Foster encontró un hueco en la arquitectura industrial y una oportunidad de oro cuando ganó el concurso para diseñar el Hong Kong and Shanghai
Bank, una obra maestra que lo convirtió en estrella internacional. Justo entonces Wendy murió de cáncer. De repente, Foster fue el padre viudo de tres hijos adolescentes. Y a pesar de eso, se convirtió en el más exquisito de los proyectistas del high-tech británico. En los años noventa empezó a construir
por el mundo: La Mediateca de Nîmes, el metro de Bilbao, el acueducto de Milleau o los aeropuertos de Hong Kong y Pekín –este último, el mayor del
mundo y levantado en el tiempo récord de poco más de tres años–. Su despacho en Londres superó los mil empleados, abrió sedes en varias ciudades del mundo y la firma pasó de realizar tres proyectos en una década a firmar noventa en la siguiente.
Sir Norman Foster, Lord Foster, el Premio Pritzker y el Imperiale de Japón.
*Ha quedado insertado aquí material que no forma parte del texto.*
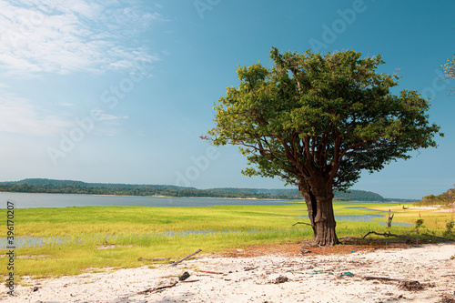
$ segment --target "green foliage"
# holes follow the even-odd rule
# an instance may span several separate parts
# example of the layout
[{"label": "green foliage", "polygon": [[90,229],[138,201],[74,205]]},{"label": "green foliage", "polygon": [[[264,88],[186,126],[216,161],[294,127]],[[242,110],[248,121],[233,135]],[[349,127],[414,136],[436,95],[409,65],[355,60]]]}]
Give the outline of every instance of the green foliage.
[{"label": "green foliage", "polygon": [[436,146],[440,126],[430,124],[429,103],[416,91],[394,96],[398,77],[376,72],[380,56],[352,50],[334,54],[279,54],[274,65],[238,69],[239,85],[216,104],[217,146],[232,144],[248,160],[247,176],[278,177],[301,185],[323,176],[346,190],[361,170],[378,171]]},{"label": "green foliage", "polygon": [[425,220],[424,220],[424,219],[417,219],[417,220],[416,220],[416,227],[415,227],[414,229],[415,229],[415,231],[416,231],[416,233],[417,233],[418,235],[420,235],[420,227],[423,225],[423,222],[425,222]]},{"label": "green foliage", "polygon": [[[394,207],[397,222],[410,223],[418,218],[416,212],[399,213],[400,207],[389,203],[340,202],[334,208],[337,215],[366,215],[371,213],[370,208],[380,207],[386,214]],[[302,221],[298,203],[206,207],[17,208],[16,211],[17,237],[58,238],[46,241],[43,247],[16,248],[16,256],[27,256],[15,258],[17,276],[76,275],[86,272],[87,268],[141,267],[150,262],[138,261],[139,258],[178,259],[197,248],[202,248],[202,253],[219,252],[248,245],[297,242],[310,238],[312,234],[310,227],[292,226]],[[0,209],[3,217],[5,214],[6,209]],[[422,213],[421,219],[440,235],[443,227],[436,221],[445,225],[449,217],[448,213],[428,211]],[[384,221],[385,218],[381,222]],[[337,225],[341,237],[355,237],[380,227],[379,222],[368,221],[339,221]],[[389,231],[405,234],[412,228],[392,226]],[[110,247],[97,249],[107,248],[106,246]],[[6,251],[0,249],[0,253]],[[5,270],[0,271],[0,276],[6,273]]]}]

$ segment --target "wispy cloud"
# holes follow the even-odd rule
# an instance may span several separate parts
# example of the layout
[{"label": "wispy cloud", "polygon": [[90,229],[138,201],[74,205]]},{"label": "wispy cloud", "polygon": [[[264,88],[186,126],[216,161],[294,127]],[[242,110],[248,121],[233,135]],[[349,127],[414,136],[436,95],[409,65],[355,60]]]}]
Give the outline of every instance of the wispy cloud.
[{"label": "wispy cloud", "polygon": [[138,35],[158,13],[116,0],[0,0],[0,68],[8,74],[103,73],[151,63]]},{"label": "wispy cloud", "polygon": [[[73,106],[62,103],[57,107]],[[22,134],[27,136],[56,136],[80,127],[76,120],[87,119],[89,112],[82,116],[63,109],[56,110],[43,106],[34,105],[30,100],[14,94],[0,96],[0,133]],[[96,120],[91,120],[91,133],[98,136],[116,136],[121,129],[122,121],[127,116],[114,116],[99,110]]]},{"label": "wispy cloud", "polygon": [[46,136],[57,134],[72,125],[67,113],[56,115],[14,95],[0,96],[0,132]]}]

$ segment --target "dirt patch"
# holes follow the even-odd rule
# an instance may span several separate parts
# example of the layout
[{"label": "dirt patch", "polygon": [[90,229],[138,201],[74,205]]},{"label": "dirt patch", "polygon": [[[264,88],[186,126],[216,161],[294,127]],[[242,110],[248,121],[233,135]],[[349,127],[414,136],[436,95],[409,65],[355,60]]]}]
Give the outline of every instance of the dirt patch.
[{"label": "dirt patch", "polygon": [[358,241],[347,240],[344,244],[334,247],[313,247],[310,240],[297,243],[263,244],[229,249],[220,255],[228,258],[250,258],[269,255],[284,257],[297,257],[302,255],[344,255],[354,252],[371,252],[377,249],[410,248],[413,246],[401,242],[364,241],[364,244],[356,244]]}]

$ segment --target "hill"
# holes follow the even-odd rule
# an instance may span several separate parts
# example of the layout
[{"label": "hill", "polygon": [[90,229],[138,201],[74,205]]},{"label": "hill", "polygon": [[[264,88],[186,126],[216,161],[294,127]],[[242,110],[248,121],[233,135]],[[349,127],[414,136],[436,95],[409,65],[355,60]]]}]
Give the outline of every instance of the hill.
[{"label": "hill", "polygon": [[[0,191],[26,193],[58,193],[88,195],[168,196],[196,197],[249,197],[274,199],[302,199],[297,188],[210,188],[197,189],[169,185],[86,183],[75,180],[26,178],[20,181],[0,182]],[[352,189],[347,193],[336,191],[336,200],[388,201],[382,196]]]}]

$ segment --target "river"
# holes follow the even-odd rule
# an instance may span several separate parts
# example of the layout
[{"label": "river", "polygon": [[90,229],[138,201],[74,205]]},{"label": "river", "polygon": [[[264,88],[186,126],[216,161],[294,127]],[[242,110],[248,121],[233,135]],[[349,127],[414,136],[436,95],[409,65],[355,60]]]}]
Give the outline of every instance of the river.
[{"label": "river", "polygon": [[[278,206],[292,204],[290,201],[266,199],[0,193],[0,207],[6,208],[7,201],[13,202],[15,208],[67,207],[208,207],[212,205]],[[303,202],[303,199],[302,201],[296,200],[296,202]]]}]

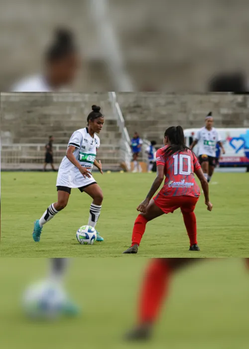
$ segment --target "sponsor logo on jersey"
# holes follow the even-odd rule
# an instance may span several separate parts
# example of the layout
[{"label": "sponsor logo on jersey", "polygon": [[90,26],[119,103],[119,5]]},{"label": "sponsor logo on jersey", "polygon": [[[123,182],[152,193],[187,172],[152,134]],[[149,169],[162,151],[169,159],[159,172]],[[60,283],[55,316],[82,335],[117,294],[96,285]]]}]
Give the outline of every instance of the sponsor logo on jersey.
[{"label": "sponsor logo on jersey", "polygon": [[214,141],[204,140],[204,146],[209,146],[210,147],[215,147],[216,143]]},{"label": "sponsor logo on jersey", "polygon": [[190,182],[185,182],[185,179],[179,182],[174,182],[173,180],[170,180],[168,182],[168,186],[170,188],[190,188],[194,186],[194,183]]},{"label": "sponsor logo on jersey", "polygon": [[87,154],[85,153],[80,152],[79,155],[79,161],[81,163],[89,163],[90,164],[93,164],[96,157],[96,154]]},{"label": "sponsor logo on jersey", "polygon": [[207,155],[207,154],[202,154],[202,159],[208,159],[208,156]]}]

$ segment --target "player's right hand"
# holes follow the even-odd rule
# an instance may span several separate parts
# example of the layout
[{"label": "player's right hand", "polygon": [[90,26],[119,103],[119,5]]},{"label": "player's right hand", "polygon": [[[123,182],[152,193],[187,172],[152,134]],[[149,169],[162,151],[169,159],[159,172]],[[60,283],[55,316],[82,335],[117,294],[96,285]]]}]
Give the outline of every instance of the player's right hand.
[{"label": "player's right hand", "polygon": [[207,208],[208,211],[212,211],[213,208],[213,204],[211,203],[210,201],[205,201],[205,204],[207,205],[208,206],[208,208]]},{"label": "player's right hand", "polygon": [[140,205],[139,205],[136,208],[136,210],[141,212],[142,213],[145,213],[147,206],[149,203],[149,200],[145,199],[142,202],[141,202]]},{"label": "player's right hand", "polygon": [[87,177],[88,177],[88,178],[91,178],[91,176],[92,175],[92,174],[85,167],[82,167],[82,166],[81,166],[80,169],[79,169],[79,170],[80,170],[80,172],[83,175],[83,176],[84,178],[86,178],[86,176]]}]

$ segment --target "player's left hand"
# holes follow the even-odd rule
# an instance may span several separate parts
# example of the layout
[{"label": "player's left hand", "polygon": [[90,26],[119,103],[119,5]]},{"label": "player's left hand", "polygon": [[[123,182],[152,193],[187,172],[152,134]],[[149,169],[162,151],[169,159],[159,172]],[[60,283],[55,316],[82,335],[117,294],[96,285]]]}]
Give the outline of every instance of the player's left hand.
[{"label": "player's left hand", "polygon": [[141,212],[142,213],[145,213],[147,206],[149,203],[149,200],[147,199],[145,199],[136,208],[136,210]]},{"label": "player's left hand", "polygon": [[103,174],[103,172],[102,171],[102,164],[101,164],[101,161],[100,160],[99,162],[97,161],[97,162],[98,163],[98,165],[99,165],[99,167],[98,167],[99,171],[100,172],[100,173],[101,174]]}]

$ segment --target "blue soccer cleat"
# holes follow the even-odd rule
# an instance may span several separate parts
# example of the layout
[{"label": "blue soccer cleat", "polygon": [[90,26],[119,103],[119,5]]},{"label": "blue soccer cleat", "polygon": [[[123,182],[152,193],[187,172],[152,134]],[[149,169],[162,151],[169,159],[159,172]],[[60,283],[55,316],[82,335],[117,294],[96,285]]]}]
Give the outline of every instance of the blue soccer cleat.
[{"label": "blue soccer cleat", "polygon": [[104,241],[104,238],[100,235],[100,233],[96,230],[97,239],[96,241]]},{"label": "blue soccer cleat", "polygon": [[42,228],[41,228],[39,224],[39,219],[36,219],[34,223],[34,231],[33,231],[33,239],[35,242],[40,241],[40,237],[41,234]]}]

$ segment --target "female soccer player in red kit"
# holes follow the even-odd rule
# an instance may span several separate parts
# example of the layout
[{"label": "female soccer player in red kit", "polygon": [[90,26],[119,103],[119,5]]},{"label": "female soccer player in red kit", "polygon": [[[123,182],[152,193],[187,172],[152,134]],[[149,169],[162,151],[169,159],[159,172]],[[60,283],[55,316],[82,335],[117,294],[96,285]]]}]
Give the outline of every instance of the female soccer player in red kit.
[{"label": "female soccer player in red kit", "polygon": [[[249,258],[244,259],[249,270]],[[151,258],[140,286],[137,324],[125,336],[129,341],[148,339],[152,335],[162,306],[169,296],[173,277],[179,270],[207,258]]]},{"label": "female soccer player in red kit", "polygon": [[[137,208],[141,212],[136,218],[130,247],[124,253],[137,253],[145,230],[146,224],[152,219],[180,208],[189,237],[190,251],[200,251],[197,245],[196,219],[194,210],[200,196],[200,189],[194,174],[200,179],[209,211],[213,205],[209,201],[208,184],[197,159],[184,144],[181,126],[167,129],[164,147],[156,153],[157,176],[145,200]],[[152,199],[164,178],[164,184]]]}]

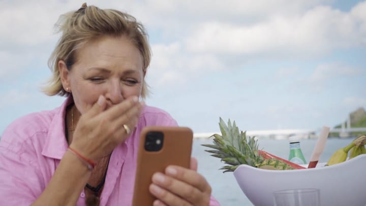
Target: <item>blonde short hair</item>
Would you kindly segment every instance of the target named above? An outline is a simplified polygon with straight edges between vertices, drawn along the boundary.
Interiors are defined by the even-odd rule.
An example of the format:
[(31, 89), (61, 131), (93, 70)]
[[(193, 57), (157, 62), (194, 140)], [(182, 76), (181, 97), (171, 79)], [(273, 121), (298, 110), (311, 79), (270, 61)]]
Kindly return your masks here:
[[(42, 90), (47, 95), (69, 95), (61, 83), (58, 62), (63, 60), (70, 70), (76, 61), (77, 49), (101, 36), (128, 37), (141, 53), (144, 72), (150, 64), (151, 52), (145, 28), (135, 17), (126, 13), (87, 6), (84, 3), (78, 10), (61, 15), (56, 26), (57, 32), (62, 32), (62, 35), (48, 60), (52, 76)], [(148, 86), (144, 79), (141, 97), (145, 98), (148, 94)]]

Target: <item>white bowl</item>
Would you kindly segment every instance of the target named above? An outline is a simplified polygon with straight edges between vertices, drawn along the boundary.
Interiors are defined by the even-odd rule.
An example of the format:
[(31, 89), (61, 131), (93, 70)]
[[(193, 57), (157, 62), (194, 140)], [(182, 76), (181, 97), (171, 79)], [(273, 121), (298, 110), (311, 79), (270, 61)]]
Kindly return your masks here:
[(332, 166), (293, 170), (241, 165), (234, 175), (255, 205), (273, 205), (274, 191), (301, 188), (320, 189), (321, 205), (366, 205), (366, 154)]

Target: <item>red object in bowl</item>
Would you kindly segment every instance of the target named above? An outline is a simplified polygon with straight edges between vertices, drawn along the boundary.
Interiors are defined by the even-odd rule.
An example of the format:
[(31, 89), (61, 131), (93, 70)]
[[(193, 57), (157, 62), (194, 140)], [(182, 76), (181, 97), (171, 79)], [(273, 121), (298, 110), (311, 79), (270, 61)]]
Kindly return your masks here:
[(258, 154), (259, 154), (259, 155), (260, 155), (262, 157), (263, 157), (263, 158), (264, 158), (264, 159), (270, 159), (270, 158), (277, 159), (278, 160), (281, 160), (282, 162), (284, 162), (285, 163), (291, 166), (291, 167), (292, 167), (294, 169), (306, 169), (306, 167), (304, 167), (302, 166), (299, 165), (297, 164), (295, 164), (292, 162), (290, 162), (287, 160), (285, 160), (285, 159), (281, 158), (280, 157), (274, 155), (272, 155), (270, 153), (268, 153), (267, 152), (264, 151), (263, 150), (258, 151)]

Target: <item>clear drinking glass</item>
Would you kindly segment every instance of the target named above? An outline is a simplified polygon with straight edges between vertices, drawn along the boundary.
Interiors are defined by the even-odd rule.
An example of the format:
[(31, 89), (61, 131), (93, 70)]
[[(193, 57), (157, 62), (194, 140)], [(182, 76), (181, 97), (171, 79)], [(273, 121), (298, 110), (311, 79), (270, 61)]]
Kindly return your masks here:
[(294, 189), (274, 192), (274, 206), (320, 206), (320, 191), (317, 189)]

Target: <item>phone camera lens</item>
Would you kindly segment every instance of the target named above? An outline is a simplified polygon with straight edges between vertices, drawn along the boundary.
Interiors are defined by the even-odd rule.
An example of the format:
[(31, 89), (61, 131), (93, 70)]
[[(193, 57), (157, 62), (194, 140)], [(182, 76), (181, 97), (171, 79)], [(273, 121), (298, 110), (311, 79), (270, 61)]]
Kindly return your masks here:
[(145, 139), (145, 150), (149, 152), (159, 151), (163, 148), (164, 134), (161, 132), (150, 132)]

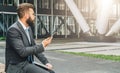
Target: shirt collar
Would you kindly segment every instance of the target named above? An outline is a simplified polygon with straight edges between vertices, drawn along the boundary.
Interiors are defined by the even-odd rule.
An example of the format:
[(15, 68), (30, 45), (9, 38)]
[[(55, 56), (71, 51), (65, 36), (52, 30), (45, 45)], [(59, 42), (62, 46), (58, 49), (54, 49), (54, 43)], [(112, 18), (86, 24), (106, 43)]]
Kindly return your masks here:
[(18, 21), (20, 22), (20, 24), (22, 25), (24, 30), (29, 29), (29, 27), (26, 27), (20, 20), (18, 20)]

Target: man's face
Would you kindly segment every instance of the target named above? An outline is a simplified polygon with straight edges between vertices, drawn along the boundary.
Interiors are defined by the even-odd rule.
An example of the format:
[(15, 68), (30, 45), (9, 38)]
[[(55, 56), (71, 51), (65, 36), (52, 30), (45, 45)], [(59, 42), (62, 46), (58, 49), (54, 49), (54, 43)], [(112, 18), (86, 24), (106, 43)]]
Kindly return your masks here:
[(26, 23), (29, 24), (29, 26), (33, 26), (34, 20), (35, 20), (35, 14), (33, 9), (30, 8), (28, 14), (29, 14), (29, 17), (26, 20)]

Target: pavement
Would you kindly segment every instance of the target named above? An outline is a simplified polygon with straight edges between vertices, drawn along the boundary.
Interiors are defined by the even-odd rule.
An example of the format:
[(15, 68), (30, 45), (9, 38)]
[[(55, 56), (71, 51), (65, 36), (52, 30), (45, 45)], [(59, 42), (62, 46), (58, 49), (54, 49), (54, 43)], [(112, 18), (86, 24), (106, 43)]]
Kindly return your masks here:
[(120, 55), (120, 42), (81, 42), (79, 39), (54, 39), (46, 50)]
[[(39, 43), (41, 43), (42, 40), (43, 39), (36, 40), (36, 43), (39, 44)], [(4, 73), (3, 72), (4, 63), (5, 63), (5, 58), (4, 58), (5, 49), (4, 48), (5, 48), (5, 41), (0, 41), (0, 73)], [(99, 66), (99, 64), (93, 64), (96, 61), (98, 61), (98, 59), (97, 60), (88, 59), (88, 58), (83, 59), (83, 57), (82, 57), (82, 62), (83, 62), (82, 63), (80, 61), (81, 57), (77, 57), (77, 59), (74, 59), (75, 56), (73, 56), (73, 57), (66, 56), (61, 53), (59, 54), (59, 53), (53, 52), (56, 50), (66, 51), (66, 52), (85, 52), (85, 53), (90, 53), (90, 54), (104, 54), (104, 55), (118, 55), (119, 56), (120, 55), (120, 42), (112, 42), (112, 43), (109, 43), (109, 42), (85, 42), (85, 41), (80, 41), (80, 39), (54, 38), (52, 43), (50, 45), (48, 45), (48, 47), (46, 47), (47, 57), (50, 59), (51, 62), (54, 61), (53, 63), (55, 65), (55, 70), (58, 71), (57, 73), (119, 73), (120, 72), (119, 69), (116, 70), (116, 67), (120, 68), (120, 63), (118, 63), (118, 62), (113, 63), (111, 61), (103, 61), (103, 60), (100, 61), (99, 60), (100, 62), (105, 62), (107, 66), (108, 66), (108, 64), (111, 64), (110, 66), (114, 66), (112, 68), (112, 71), (109, 70), (110, 66), (108, 66), (108, 68), (106, 68), (106, 71), (103, 71), (102, 69), (104, 69), (104, 68), (102, 68), (102, 66)], [(59, 55), (61, 55), (61, 56), (59, 56)], [(65, 56), (66, 56), (66, 58), (65, 58)], [(59, 57), (61, 57), (61, 58), (59, 58)], [(61, 70), (63, 68), (60, 69), (59, 68), (60, 65), (58, 65), (58, 64), (61, 63), (61, 65), (64, 65), (64, 64), (68, 63), (70, 58), (73, 58), (73, 62), (71, 62), (71, 63), (73, 63), (73, 67), (77, 67), (77, 68), (69, 67), (69, 66), (71, 66), (71, 63), (70, 63), (70, 65), (68, 65), (68, 66), (65, 65), (66, 69), (68, 69), (68, 70), (64, 70), (62, 72)], [(76, 63), (79, 63), (77, 60), (80, 62), (82, 67), (79, 67), (80, 65), (76, 64)], [(89, 60), (88, 63), (86, 62), (86, 60)], [(74, 63), (74, 61), (75, 61), (75, 63)], [(84, 63), (87, 63), (87, 65)], [(95, 67), (90, 68), (89, 65), (94, 65), (94, 66), (97, 66), (98, 68), (100, 67), (100, 71), (95, 70)], [(84, 66), (85, 66), (85, 68), (84, 68)], [(75, 69), (76, 72), (72, 72), (72, 70), (70, 71), (71, 68)], [(81, 70), (78, 70), (79, 68), (80, 69), (84, 68), (84, 69), (82, 69), (83, 71), (81, 71)], [(89, 71), (89, 68), (91, 69), (91, 72)], [(115, 71), (113, 71), (113, 70), (115, 70)]]

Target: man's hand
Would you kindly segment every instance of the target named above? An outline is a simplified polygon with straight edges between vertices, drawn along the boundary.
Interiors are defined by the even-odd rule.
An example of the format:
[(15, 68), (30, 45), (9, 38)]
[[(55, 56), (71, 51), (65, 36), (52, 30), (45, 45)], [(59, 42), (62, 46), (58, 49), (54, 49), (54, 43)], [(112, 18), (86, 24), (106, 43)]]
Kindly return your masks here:
[(46, 66), (49, 70), (52, 70), (52, 68), (53, 68), (53, 66), (50, 63), (47, 63)]
[(52, 41), (52, 38), (53, 37), (48, 37), (48, 38), (44, 39), (42, 41), (43, 47), (46, 47), (47, 45), (49, 45), (51, 43), (51, 41)]

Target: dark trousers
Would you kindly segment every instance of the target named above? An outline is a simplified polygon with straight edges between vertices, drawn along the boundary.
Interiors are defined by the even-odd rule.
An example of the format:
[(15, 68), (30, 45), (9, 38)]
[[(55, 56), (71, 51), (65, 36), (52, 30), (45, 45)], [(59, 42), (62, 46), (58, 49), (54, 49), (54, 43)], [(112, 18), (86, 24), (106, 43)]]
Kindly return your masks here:
[(25, 73), (55, 73), (52, 70), (47, 70), (44, 69), (42, 67), (39, 67), (37, 65), (34, 64), (27, 64), (24, 68), (23, 68)]

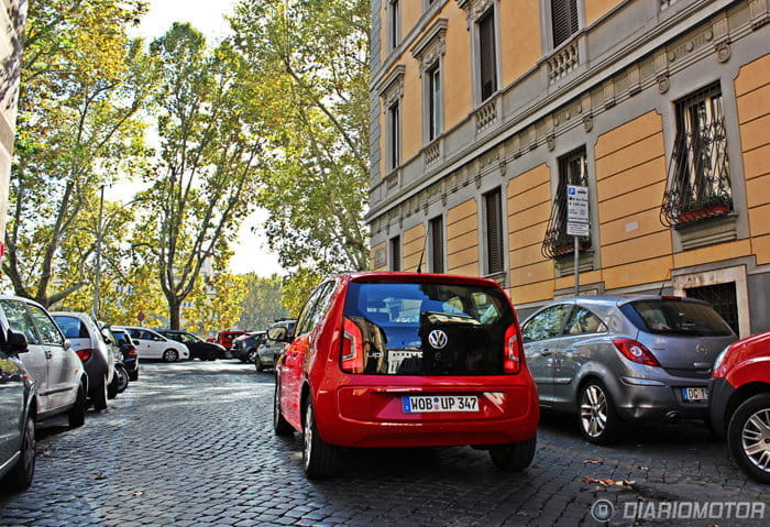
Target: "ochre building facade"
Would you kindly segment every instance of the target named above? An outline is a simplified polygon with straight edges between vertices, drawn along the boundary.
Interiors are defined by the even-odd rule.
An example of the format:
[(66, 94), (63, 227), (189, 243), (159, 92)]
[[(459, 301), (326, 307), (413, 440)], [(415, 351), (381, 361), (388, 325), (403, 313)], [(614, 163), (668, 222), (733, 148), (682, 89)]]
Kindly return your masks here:
[(770, 329), (770, 0), (373, 0), (372, 268)]

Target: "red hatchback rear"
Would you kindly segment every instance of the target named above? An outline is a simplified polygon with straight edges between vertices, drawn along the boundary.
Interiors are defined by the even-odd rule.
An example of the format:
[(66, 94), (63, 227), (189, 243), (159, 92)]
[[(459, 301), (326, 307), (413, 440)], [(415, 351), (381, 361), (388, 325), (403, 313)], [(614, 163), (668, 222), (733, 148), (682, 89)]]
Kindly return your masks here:
[(310, 295), (292, 339), (276, 365), (274, 427), (304, 433), (308, 477), (332, 475), (340, 447), (471, 444), (503, 470), (531, 462), (537, 389), (495, 282), (341, 275)]

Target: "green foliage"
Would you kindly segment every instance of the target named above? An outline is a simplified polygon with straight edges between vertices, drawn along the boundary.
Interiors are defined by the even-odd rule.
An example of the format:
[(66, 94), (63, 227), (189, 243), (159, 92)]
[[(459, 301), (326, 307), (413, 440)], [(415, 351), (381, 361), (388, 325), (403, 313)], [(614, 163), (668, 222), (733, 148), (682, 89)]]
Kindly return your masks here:
[(323, 275), (315, 270), (300, 267), (284, 282), (284, 293), (282, 303), (289, 316), (297, 318), (302, 310), (312, 289), (323, 279)]
[[(30, 6), (2, 268), (16, 294), (44, 305), (88, 283), (99, 186), (142, 167), (135, 116), (153, 78), (125, 31), (144, 11), (139, 1)], [(129, 219), (116, 215), (116, 232)]]
[(243, 0), (243, 101), (265, 143), (267, 238), (286, 268), (369, 265), (369, 12), (363, 0)]
[(243, 275), (245, 296), (241, 303), (239, 328), (264, 330), (278, 318), (288, 317), (282, 305), (283, 282), (278, 275), (270, 278), (255, 273)]
[(262, 144), (242, 103), (248, 73), (228, 43), (209, 52), (198, 31), (175, 23), (151, 53), (164, 79), (155, 100), (162, 161), (140, 195), (144, 235), (134, 243), (157, 265), (177, 329), (201, 266), (221, 260), (253, 206)]

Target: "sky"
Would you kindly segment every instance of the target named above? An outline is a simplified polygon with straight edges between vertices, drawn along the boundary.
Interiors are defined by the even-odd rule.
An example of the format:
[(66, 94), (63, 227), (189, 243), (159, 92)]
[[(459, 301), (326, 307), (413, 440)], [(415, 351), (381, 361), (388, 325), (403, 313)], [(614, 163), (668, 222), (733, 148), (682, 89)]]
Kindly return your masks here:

El reconocimiento le ha llegado de todos lados. Pero, pragmático y clarividente, renunció a sus títulos nobiliarios para instalar su residencia en Suiza por razones financieras. Cuando está en el suelo vive allí con su tercera mujer, la psiquiatra española Elena Ochoa, y sus otros dos hijos, Eduardo y Andrea.
Hace dos años abrió en Madrid una Fundación con su nombre que pretende cumplir una función divulgativa sobre la arquitectura contemporánea. Sus proyectos hace tiempo que miran al futuro, coqueteando con utopías de ciudades en la luna, sistemas de transporte hipersónicas o rascacielos que dan vértigo sólo con imaginarlos. Se diría que un día empezó a correr y no ha dejado de hacerlo.